Member of the Scottish Parliament for Mid Scotland and Fife
- In office 6 May 1999 – 31 March 2003

Personal details
- Born: 21 November 1938 Chipping Norton, Oxfordshire, England
- Died: 15 November 2021 (aged 82) Redon, Ille-et-Vilaine, France
- Party: Scottish People's Alliance (2003–2010)
- Other political affiliations: Scottish Conservative (before 2003)

= Keith Harding =

Scottish Conservative politician (1938–2021)

Keith Harding (21 November 1938 – 15 November 2021) was a Scottish politician who served as a Conservative Member of the Scottish Parliament (MSP) for Mid Scotland and Fife from 1999 to 2003.

==Background==
Harding was leader of Stirling Council from 1991 to 1995. After being elected to Holyrood he was the Conservative spokesman on local government and housing.

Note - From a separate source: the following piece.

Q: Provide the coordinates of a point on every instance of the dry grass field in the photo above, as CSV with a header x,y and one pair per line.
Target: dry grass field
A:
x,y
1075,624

Prior to the 2003 election he was moved from first to fifth place on the Conservative's list for Mid Scotland and Fife. After parliament was dissolved he defected to the newly formed Scottish People's Alliance. He subsequently fought Stirling for the SPA but came in a poor sixth place with only 642 votes (2.2%).

Harding was a member of the national policy committee of the New Party, the successor to the SPA.

Keith Harding died in Redon, Ille-et-Vilaine, France on 15 November 2021, at the age of 82.